Linux, Happy 25th birthday

25 years old transform Linux on August 25, the day Linus Torvalds his fateful message with a new operating system sent out asking for help. “I’m doing a (free) operating system for 386 (486) (just a hobby, will not be big and professional like gnu) AT clones. This is brewing since April, and begins to prepare. I’d like any feedback on things, people like / dislike in minix, as my OS resembles it somewhat (same physical layout of the file system (for practical reasons) among other things), “he wrote in the comp.os. minix message board. And the rest, as they say, is history.

What is particularly interesting about Torvalds’ Remarkably, there. Not of snark or derision followed but with general interest While we believe that up to Torvalds actually prepared to show a product, potential users can chalk, we are also reminded that the Internet in 1991 was a very different place than it is today.

The Linux Foundation has just released a detailed report on the operating system with highlights from the past 25 years. They write that 13,500 developers have contributed 1,300 companies kernel because the whole project to Git rose in 2005. The most interesting bit of data?

“In the time between 3:19 and 4.7 versions the kernel community changes at an average rate of 7.8 patches per hour was mixed; this is a slight increase from the 7.71 patches per hour in the previous version of this report and “saw a continuation of the long-term trend towards higher patch volume. that the Linux kernel is almost constantly be repaired and all of a volunteer army updated by dedicated programmers manage the glue of the Internet to see.
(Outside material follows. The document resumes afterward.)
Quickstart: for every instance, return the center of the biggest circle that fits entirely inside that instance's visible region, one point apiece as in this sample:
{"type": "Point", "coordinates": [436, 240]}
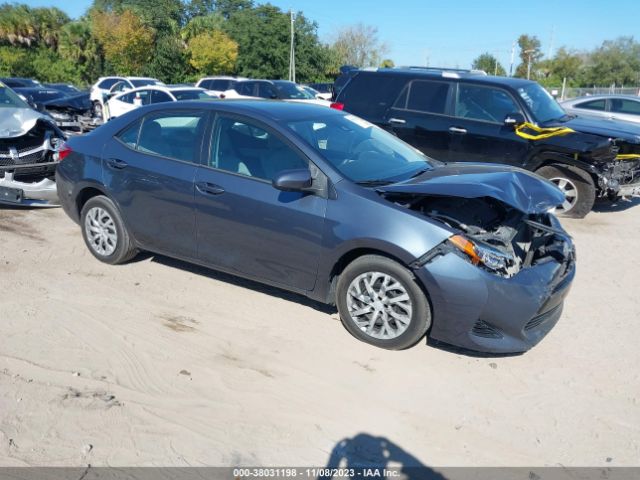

You can the entire report can be read here.

Linux now runs most of the websites you visit and runs on everything from gas pumps to smart watches. The OS teaches children thanks to the Raspberry Pi to program and it helped the French police save million euros. Heck, even Microsoft releases code for Linux. If you can not beat ’em, join’ em.

For a bit more insight into the history of the OS, I would recommend Rebel code and
Just for fun. These books to be released Linux time has come to the fore, to tell the fascinating story of Torvalds and his not “big and professional” side project.